# Visualize the last attention layer of DINOv2
This is the same visualization method used in DINOv1. I modified the ViT a bit to support the api used in DINOv1, this is inspired by [Tobias Ziegler](https://gitlab.com/ziegleto-machine-learning/dino).

Meanwhile, to removes the artifacts, please use model equipped with registers, see this [paper](https://arxiv.org/abs/2309.16588). The artifacts are not observed in DINOv1, whereas it leads to huge impact to DINOv2.

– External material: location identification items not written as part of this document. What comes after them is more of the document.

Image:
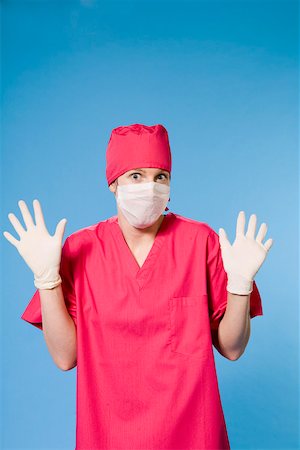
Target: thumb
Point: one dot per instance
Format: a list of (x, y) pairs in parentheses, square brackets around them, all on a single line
[(60, 229)]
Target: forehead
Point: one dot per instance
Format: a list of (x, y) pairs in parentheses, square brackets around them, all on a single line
[(149, 169)]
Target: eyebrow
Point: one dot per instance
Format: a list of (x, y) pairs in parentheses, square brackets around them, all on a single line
[(142, 170)]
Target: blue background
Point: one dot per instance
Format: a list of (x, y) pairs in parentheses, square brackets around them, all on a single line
[(222, 77)]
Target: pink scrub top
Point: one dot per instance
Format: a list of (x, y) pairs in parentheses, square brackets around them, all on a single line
[(146, 375)]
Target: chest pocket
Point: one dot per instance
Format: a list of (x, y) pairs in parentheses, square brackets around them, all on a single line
[(188, 334)]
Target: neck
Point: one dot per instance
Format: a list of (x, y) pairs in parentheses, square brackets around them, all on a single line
[(134, 235)]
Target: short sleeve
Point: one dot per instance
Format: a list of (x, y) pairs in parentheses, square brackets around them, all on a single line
[(32, 313), (217, 284)]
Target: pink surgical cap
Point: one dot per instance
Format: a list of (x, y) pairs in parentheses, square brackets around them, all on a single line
[(137, 145)]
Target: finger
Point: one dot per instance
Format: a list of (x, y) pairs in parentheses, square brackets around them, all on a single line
[(11, 239), (60, 229), (223, 239), (26, 214), (16, 224), (240, 224), (268, 244), (251, 227), (39, 217), (261, 233)]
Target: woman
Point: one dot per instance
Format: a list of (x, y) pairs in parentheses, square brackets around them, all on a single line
[(137, 301)]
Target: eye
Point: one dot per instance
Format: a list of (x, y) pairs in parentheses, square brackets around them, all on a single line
[(135, 173), (163, 175)]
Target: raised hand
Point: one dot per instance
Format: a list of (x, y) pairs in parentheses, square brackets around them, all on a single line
[(245, 256), (40, 250)]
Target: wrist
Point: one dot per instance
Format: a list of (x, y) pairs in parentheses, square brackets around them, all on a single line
[(239, 285), (47, 282)]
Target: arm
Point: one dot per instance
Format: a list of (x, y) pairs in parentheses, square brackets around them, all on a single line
[(59, 328), (234, 328)]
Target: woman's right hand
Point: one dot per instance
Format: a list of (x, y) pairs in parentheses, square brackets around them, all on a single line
[(40, 250)]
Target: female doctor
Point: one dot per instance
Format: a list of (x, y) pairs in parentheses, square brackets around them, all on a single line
[(137, 301)]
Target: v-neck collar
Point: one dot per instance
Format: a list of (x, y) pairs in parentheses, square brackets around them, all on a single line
[(141, 273)]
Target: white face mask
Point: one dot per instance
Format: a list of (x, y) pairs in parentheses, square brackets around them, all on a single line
[(142, 203)]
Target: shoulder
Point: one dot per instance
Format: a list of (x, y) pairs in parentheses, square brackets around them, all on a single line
[(201, 228), (88, 234)]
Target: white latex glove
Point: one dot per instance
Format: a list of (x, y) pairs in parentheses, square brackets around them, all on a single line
[(40, 250), (244, 257)]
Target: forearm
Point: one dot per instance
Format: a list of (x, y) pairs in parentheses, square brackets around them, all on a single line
[(234, 328), (58, 327)]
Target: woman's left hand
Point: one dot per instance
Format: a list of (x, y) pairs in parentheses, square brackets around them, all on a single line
[(245, 256)]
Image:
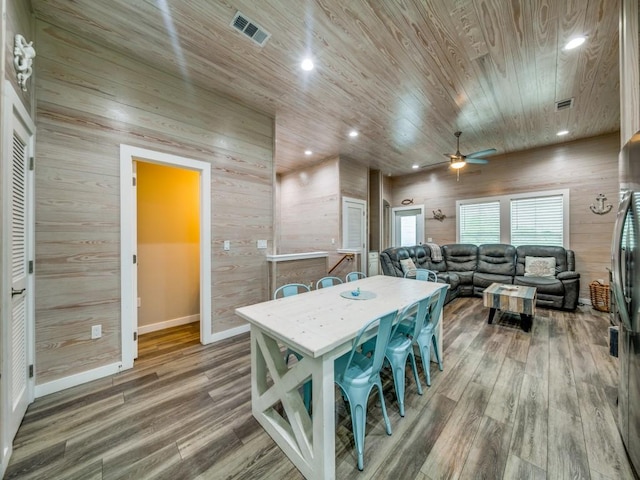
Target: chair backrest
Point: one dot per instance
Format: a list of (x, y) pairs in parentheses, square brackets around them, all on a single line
[(434, 308), (416, 313), (422, 274), (353, 276), (384, 324), (290, 289), (325, 282)]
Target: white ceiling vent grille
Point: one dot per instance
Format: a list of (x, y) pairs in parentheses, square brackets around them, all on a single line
[(250, 28), (564, 104)]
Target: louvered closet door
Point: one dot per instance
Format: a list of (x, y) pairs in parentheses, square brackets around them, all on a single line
[(18, 370)]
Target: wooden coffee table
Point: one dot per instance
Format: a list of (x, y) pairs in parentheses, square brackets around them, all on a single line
[(511, 298)]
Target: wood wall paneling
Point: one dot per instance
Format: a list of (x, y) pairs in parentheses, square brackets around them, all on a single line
[(90, 100), (586, 167), (629, 70)]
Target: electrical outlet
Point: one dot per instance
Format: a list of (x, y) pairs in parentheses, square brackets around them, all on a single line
[(96, 332)]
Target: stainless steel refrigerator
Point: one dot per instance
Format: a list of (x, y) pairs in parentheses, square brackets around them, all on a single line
[(625, 250)]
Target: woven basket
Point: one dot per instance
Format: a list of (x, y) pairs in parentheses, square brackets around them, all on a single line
[(599, 296)]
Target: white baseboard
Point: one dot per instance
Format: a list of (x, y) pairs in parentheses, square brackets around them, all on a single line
[(174, 322), (77, 379), (232, 332), (101, 372)]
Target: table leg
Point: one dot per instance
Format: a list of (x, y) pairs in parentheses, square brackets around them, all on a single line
[(308, 442)]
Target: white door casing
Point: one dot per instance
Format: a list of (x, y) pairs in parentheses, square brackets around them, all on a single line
[(354, 228), (17, 324), (129, 308), (407, 226)]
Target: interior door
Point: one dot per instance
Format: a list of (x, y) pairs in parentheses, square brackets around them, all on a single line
[(408, 226), (17, 331), (354, 227)]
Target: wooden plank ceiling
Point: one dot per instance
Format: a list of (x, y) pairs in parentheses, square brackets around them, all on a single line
[(405, 74)]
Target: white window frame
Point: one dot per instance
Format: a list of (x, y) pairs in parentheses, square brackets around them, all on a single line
[(505, 211)]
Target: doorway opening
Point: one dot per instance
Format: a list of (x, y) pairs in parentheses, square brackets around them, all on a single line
[(168, 249), (158, 279)]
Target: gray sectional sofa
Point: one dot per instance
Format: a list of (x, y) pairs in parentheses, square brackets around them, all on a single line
[(469, 269)]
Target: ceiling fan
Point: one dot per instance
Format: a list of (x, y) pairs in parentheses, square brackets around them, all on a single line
[(457, 160)]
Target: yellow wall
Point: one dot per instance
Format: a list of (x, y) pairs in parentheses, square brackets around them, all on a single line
[(168, 243)]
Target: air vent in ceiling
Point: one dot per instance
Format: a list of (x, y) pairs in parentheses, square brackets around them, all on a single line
[(564, 104), (250, 28)]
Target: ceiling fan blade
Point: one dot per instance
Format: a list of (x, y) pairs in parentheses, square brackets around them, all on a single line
[(476, 160), (482, 153), (429, 165)]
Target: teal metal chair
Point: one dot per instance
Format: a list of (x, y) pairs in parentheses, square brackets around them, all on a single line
[(400, 347), (353, 276), (427, 335), (325, 282), (356, 375), (290, 289), (287, 291), (422, 274)]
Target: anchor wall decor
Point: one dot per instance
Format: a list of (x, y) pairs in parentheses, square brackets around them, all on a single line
[(600, 209), (438, 215)]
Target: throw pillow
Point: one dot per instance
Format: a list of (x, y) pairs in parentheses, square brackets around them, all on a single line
[(540, 267), (407, 264)]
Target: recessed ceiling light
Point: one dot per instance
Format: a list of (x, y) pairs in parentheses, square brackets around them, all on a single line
[(575, 42)]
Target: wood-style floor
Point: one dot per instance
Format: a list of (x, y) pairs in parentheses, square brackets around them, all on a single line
[(508, 404)]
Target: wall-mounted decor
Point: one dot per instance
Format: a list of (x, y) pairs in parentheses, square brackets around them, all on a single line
[(23, 54), (600, 208), (438, 215)]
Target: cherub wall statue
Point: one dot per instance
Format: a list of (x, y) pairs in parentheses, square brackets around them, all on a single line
[(23, 54)]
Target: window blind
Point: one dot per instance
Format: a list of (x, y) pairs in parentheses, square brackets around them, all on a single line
[(480, 223), (537, 221)]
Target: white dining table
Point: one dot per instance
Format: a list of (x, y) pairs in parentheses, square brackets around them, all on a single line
[(320, 326)]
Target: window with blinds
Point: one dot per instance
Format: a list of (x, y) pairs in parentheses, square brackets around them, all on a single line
[(534, 218), (479, 222), (537, 221)]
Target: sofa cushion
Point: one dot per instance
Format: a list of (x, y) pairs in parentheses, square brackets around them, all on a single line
[(562, 256), (540, 267), (407, 264), (497, 258), (544, 285), (460, 257)]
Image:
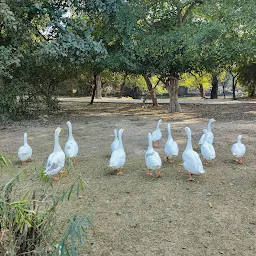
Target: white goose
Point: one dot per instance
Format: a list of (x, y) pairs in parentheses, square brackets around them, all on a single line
[(117, 159), (71, 147), (152, 158), (115, 143), (207, 149), (210, 136), (157, 134), (238, 149), (25, 151), (171, 147), (191, 160), (56, 159)]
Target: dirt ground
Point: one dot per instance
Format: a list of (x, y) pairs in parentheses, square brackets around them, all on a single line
[(140, 215)]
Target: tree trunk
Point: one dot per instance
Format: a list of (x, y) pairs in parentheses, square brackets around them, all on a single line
[(94, 88), (234, 86), (173, 87), (201, 90), (214, 91), (98, 94), (123, 86), (151, 90), (251, 90), (223, 90)]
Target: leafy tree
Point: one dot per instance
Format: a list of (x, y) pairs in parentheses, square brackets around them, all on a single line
[(247, 77), (200, 81)]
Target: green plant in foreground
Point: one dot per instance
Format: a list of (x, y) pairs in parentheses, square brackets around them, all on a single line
[(28, 222), (3, 161)]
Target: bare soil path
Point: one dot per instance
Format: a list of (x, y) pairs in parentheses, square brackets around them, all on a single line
[(137, 215)]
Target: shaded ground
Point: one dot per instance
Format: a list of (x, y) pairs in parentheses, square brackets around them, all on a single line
[(140, 215)]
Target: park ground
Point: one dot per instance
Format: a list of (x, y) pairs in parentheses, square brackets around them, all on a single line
[(138, 215)]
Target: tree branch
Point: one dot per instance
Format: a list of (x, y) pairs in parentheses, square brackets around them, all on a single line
[(190, 7)]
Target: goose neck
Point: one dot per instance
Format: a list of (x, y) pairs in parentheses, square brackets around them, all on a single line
[(56, 143), (189, 142), (150, 143), (70, 136), (209, 126), (169, 133), (25, 139)]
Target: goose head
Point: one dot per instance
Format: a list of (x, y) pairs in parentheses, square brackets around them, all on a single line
[(57, 131), (188, 131), (159, 123), (115, 133)]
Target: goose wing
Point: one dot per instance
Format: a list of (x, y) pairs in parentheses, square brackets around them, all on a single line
[(55, 163)]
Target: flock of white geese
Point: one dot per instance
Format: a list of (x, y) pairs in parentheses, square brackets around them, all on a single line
[(191, 159)]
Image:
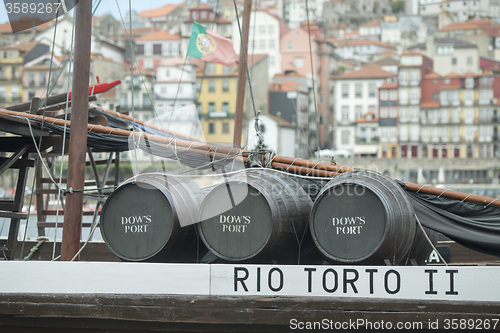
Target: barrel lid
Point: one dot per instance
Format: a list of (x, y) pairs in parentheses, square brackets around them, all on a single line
[(348, 222), (137, 221), (235, 231)]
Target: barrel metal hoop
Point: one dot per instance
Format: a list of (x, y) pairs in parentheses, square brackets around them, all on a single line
[(440, 195), (490, 203), (467, 197), (420, 188)]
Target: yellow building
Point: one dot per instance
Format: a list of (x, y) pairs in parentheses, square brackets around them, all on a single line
[(12, 60), (217, 87), (216, 95)]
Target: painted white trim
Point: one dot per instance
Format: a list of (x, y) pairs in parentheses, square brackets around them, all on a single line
[(453, 283)]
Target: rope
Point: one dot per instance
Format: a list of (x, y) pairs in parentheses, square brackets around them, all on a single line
[(430, 242), (66, 112), (35, 248), (245, 59), (313, 74)]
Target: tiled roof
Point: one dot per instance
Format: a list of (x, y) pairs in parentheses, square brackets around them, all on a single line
[(370, 71), (158, 12), (388, 85), (159, 35), (432, 75)]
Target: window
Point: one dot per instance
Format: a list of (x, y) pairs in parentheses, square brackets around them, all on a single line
[(393, 94), (469, 97), (469, 133), (345, 113), (384, 113), (225, 86), (358, 111), (156, 48), (123, 99), (225, 128), (414, 112), (415, 96), (469, 116), (345, 137), (414, 76), (372, 90), (358, 90), (469, 151), (211, 107), (393, 112), (445, 116), (403, 114), (403, 97), (210, 68), (225, 107), (345, 91), (211, 128), (444, 49), (211, 86), (43, 78), (456, 115), (403, 78), (31, 79)]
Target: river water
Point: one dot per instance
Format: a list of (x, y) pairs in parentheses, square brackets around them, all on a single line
[(31, 231)]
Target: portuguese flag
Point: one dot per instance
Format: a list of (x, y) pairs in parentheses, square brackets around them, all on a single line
[(209, 46)]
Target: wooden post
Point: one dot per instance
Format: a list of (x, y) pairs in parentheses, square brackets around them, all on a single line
[(242, 70), (72, 228)]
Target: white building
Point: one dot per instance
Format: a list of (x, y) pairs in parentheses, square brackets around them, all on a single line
[(356, 93), (279, 135), (175, 85), (360, 49), (153, 48), (404, 33), (458, 10), (294, 11), (268, 29)]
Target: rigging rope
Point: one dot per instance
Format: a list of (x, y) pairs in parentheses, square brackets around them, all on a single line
[(313, 75)]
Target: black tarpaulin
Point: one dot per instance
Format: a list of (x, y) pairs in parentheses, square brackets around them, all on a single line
[(471, 224)]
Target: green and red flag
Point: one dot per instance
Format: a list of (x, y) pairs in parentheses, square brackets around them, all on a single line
[(209, 46)]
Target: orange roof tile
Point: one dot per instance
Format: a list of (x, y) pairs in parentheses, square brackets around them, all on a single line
[(370, 71), (432, 75), (364, 118), (158, 12), (388, 85), (433, 104), (450, 87), (159, 35), (374, 23), (469, 74)]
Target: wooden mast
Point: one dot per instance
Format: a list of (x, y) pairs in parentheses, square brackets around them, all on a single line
[(72, 228), (242, 71)]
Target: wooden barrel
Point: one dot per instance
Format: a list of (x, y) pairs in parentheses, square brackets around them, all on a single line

The results are still slightly worse compared to DINOv1.

In [67]:
import sys
import os
import torch
import numpy as np
from tqdm import tqdm

# Get the absolute path of the project root
project_root = os.path.abspath("..")  # Adjust path if your notebook is deeper in directories

# Add project root to sys.path
sys.path.append(project_root)

# We must disable xformers since there's no way to get attention map from xformers attention layers.
os.environ['XFORMERS_DISABLED'] = 'True'
print(os.environ.get("XFORMERS_DISABLED"))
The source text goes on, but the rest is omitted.